Code the excision in Surgical Procedure of Other Site because no primary tumor was identified.
CS Extension/CS Lymph Nodes--Lung: How are these fields coded if a lobectomy path specimen indicates that two intrapulmonary lymph nodes are involved by direct extension from the primary tumor?
This answer was provided in the context of CSv1 coding guidelines. The response may not be used after your registry database has been converted to CSv2.Code regional lymph node involvement in CS lymph nodes even when the lymph nodes are involved by direct extension. Do not code direct extension to lymph nodes in CS extension.
Date of Conclusive Terminology: Is there an applicable timeframe when coding this field?
There is no strict timeframe for Date of Conclusive Terminology. The diagnosis using conclusive terminology could be made any time following the diagnostic work-up.
The date of conclusive terminology is related to code 2 [ambiguous term followed by conclusive term] in the data item "Ambiguous terminology." Assign code 2 when a conclusive diagnosis is made 60 days or more after a diagnosis using ambiguous terminology. Record the date of the conclusive diagnosis in "Date of Conclusive Terminology."
Reportability/Terminology--Prostate: Is the diagnosis of "atypical glands suspicious for adenocarcinoma" sufficient to report a prostate cancer if a note states that there is "insufficient atypia to establish a definitive diagnosis of malignancy"? See Discussion.
Date of report is July 2005. One positive specimen of 12.
Specimen 6: Diagnosis = Prostate tissue with a small focus of atypical glands suspicious for adenocarcinoma. Note. There is insufficient cytologic and/or architectural atypia to establish a definitive diagnosis of malignancy. Negative basal cell staining with cytokeratin... in atypical glands is consistent with the diagnosis of suspicious for adenocarcinoma. In addition, the diagnosis is suppported by a positive staining for alpha-methyl COA racemase (P504S), a recently discovered marker that is preferentially expressed in prostate cancer...
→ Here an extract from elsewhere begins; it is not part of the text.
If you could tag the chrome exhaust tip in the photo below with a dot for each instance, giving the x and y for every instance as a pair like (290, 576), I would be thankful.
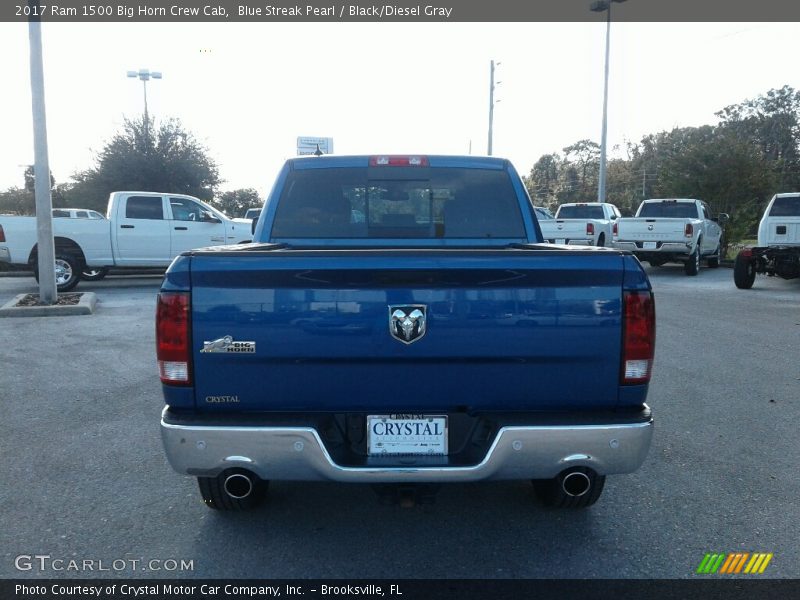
(238, 486)
(576, 483)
This case is reportable. The diagnosis states "suspicious for adenocarcinoma." "Suspicious for" is a reportable ambiguous term.
The additional stains supported this "suspicious" diagnosis. A more definitive diagnosis could not be made based on this specimen.
MP/H Rules/Recurrence--Breast: Do we use a pathologists comment of "recurrent ductal carcinoma" found in the pathology report for a new specimen to determine whether the new specimen actually represents a new primary or recurrent disease? See Discussion.
The patient had a left breast cancer LIQ, ductal with DCIS. Nodes (-) diagnosed in 1998
Treatment: Lumpectomy-clear margins
Refused radiation
Hormone therapy: Tamoxifen
Present: June 2007
Left breast-invasive ductal ca, UOQ
Pathology report comments: Recurrent ductal ca.
Left axillary nodes (+)
For cases diagnosed 2007 or later, apply the 2007 MP/H breast rules. Go to the multiple tumors module and begin with rule M4. Stop at rule M5: tumors diagnosed more than 5 years apart are multiple primaries.
The only time you can accept a pathologist's statement of recurrence is when the statement is made based on a review of the slides from the previous diagnosis compared to the slides from the current diagnosis.
Multiplicity Counter-Breast: The general instructions say to ignore separate microscopic foci when determining when to use the single tumor or multiple tumor modules. Do these instructions apply if sizes are given for the foci? See Discussion.
For instance, would a 1.2 cm breast tumor with 3 scattered microscopic foci ranging from 2-4 mm be treated as multiple tumors (4), or as a single tumor?
If the microscopic foci are measured and listed as part of the diagnosis, they should be counted as multiple tumors.